Eighteen months ago, WMT opened its first Walmart Health clinic attached to a supercenter in Dallas, GA. The operation combined multiple services – primary/urgent care, dentistry, behavioral health, optometry, and audiology – with WMT’s Every Day Low Price philosophy (for example, $30 total for a primary care check-up, $40 for a sick visit) in one ~11K sq. ft. site.
Boosted by typical supercenter traffic (~5K visits a day is our estimate), and a scarcity of primary and dental care in the local area[1], the clinic got to 2.3K visits-per-month within 90 days of opening[2] (pre-Covid). More clinics opened in quick succession. There are now 16 sites in Georgia, 2 in Chicago, 1 in Arkansas and plans to launch in Jacksonville (7 sites), Orlando and Tampa this year. Notably, many were opened, and plans were announced after we were well into the pandemic.
If you would at last prevail, try, try again…

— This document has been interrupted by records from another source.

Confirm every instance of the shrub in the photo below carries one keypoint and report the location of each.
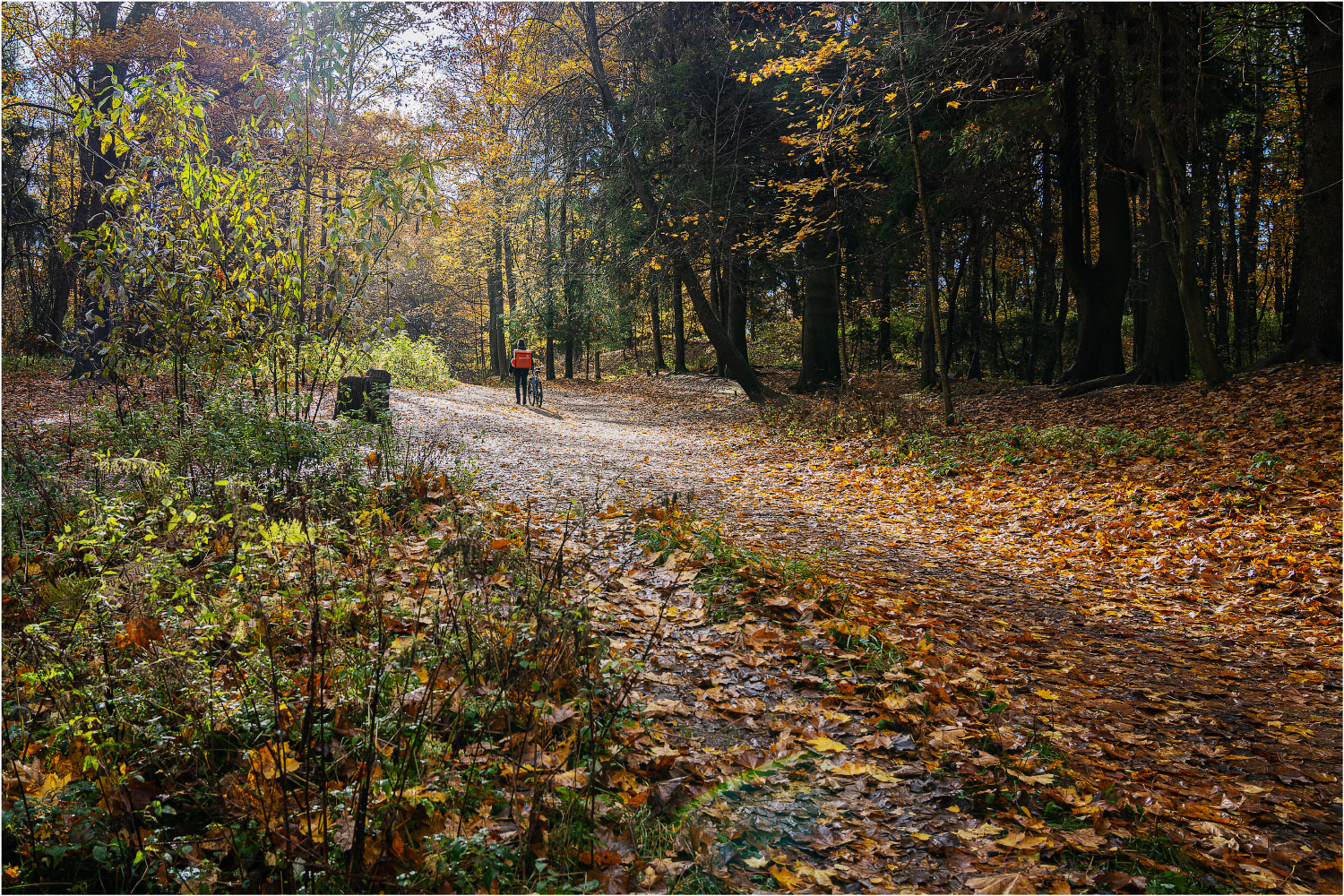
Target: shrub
(414, 363)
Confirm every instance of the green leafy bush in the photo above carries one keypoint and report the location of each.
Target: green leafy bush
(414, 363)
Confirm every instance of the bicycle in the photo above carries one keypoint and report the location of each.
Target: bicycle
(535, 384)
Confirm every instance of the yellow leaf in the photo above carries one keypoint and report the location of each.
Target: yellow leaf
(787, 877)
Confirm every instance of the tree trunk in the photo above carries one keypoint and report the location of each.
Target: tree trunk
(566, 285)
(677, 327)
(820, 317)
(736, 300)
(1169, 86)
(930, 252)
(1164, 349)
(1099, 288)
(93, 319)
(1215, 239)
(495, 295)
(1316, 327)
(975, 312)
(548, 285)
(882, 289)
(1244, 288)
(712, 327)
(658, 325)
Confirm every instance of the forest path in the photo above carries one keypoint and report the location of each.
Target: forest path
(1211, 710)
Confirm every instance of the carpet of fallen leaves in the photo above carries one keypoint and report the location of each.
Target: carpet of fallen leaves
(1085, 643)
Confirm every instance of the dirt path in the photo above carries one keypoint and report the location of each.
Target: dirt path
(1226, 734)
(582, 443)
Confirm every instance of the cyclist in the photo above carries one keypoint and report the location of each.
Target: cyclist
(521, 366)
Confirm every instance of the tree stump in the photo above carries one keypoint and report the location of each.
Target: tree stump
(378, 394)
(349, 395)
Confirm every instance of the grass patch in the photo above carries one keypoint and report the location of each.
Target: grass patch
(737, 579)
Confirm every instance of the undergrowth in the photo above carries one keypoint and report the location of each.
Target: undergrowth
(263, 654)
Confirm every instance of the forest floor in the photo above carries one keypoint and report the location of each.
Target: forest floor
(1069, 645)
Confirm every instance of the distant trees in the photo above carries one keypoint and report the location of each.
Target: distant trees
(1080, 195)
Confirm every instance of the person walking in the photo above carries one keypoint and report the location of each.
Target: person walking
(521, 366)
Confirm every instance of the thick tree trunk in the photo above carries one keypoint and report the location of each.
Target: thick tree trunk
(1316, 327)
(1099, 288)
(712, 325)
(1244, 288)
(882, 289)
(820, 317)
(1164, 347)
(1171, 86)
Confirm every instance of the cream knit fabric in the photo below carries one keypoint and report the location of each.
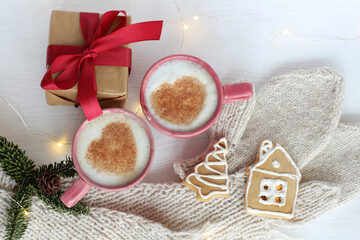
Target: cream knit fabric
(299, 110)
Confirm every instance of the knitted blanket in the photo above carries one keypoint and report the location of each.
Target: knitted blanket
(300, 110)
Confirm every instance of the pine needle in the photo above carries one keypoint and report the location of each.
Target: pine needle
(17, 221)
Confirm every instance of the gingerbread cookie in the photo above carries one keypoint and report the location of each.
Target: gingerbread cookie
(273, 183)
(210, 177)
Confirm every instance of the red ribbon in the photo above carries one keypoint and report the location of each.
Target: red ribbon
(77, 63)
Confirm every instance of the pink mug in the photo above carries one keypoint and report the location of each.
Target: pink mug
(82, 185)
(226, 94)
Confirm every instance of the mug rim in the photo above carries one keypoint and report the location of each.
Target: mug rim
(182, 134)
(138, 179)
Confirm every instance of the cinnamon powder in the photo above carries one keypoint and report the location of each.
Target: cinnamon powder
(181, 102)
(115, 151)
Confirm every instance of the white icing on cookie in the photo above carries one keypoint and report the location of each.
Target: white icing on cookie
(269, 192)
(218, 150)
(266, 149)
(275, 164)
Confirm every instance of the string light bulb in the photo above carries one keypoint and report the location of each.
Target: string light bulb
(285, 32)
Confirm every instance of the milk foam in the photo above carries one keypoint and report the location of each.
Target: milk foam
(93, 131)
(168, 73)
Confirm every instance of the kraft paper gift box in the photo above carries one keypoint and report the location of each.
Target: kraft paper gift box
(112, 81)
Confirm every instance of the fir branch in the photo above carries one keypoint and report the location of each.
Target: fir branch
(53, 201)
(15, 163)
(17, 222)
(64, 168)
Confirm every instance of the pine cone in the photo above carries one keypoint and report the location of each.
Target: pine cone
(49, 182)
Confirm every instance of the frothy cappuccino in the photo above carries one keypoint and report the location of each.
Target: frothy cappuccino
(181, 95)
(113, 149)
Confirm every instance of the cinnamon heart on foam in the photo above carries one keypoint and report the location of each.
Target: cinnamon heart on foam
(181, 102)
(115, 151)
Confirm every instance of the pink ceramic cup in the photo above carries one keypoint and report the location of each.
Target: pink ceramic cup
(81, 186)
(226, 94)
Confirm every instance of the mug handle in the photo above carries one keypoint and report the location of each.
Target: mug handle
(75, 192)
(237, 92)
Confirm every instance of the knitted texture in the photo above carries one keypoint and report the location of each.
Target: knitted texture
(299, 110)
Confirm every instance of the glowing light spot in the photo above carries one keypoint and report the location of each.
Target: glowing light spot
(285, 32)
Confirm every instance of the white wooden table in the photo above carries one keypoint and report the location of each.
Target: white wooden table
(252, 40)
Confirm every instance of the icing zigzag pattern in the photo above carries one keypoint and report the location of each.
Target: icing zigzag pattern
(210, 177)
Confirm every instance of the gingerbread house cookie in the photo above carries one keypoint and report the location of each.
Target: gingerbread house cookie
(273, 183)
(210, 177)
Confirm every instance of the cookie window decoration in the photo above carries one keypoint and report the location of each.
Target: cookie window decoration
(273, 183)
(210, 177)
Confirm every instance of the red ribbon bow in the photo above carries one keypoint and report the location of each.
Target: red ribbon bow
(77, 63)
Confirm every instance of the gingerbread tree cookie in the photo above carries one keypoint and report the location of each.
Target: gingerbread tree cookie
(210, 177)
(273, 183)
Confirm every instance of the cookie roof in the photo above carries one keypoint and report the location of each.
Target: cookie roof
(275, 159)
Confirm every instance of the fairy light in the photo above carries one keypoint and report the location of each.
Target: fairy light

This is not the first time WMT has put clinics in supercenters. Not the second time either. By our count, this is the fifth time WMT has publicly disclosed (once inadvertently) a big push into primary care delivery in the last 15 years[3]:
The model has varied: first, WMT rented space to entrepreneur physicians who proved unstable business partners, then rented space to delivery systems which, it turned out, had their own agendas. This was followed by owning the clinics and partnering for staff and now, owning the clinics and employing the staff[4]. So there has been learning along the way. But, given this track record, a big announcement and a couple dozen site launches are not evidence of strategic commitment. An enterprise as vast as WMT has an understandably hard time paying attention to something as operationally complicated and top-line immaterial (relatively) as care delivery.
Going where the money is
Public discussion of the Dallas siting decision emphasized the lack of local primary and dental care options. Addressing access constraints with a low-price model bringing together clinically synergistic services is both a worthy public health goal, and – evidently, given the speedy ramp in visits in Dallas – a surefire way to get patients. But, as Walmart Health launched more clinics, local scarcity of care seemed to fade in importance[5]. The more consistent focus has been on locating in counties which were populous, suburban, and relatively wealthy[6].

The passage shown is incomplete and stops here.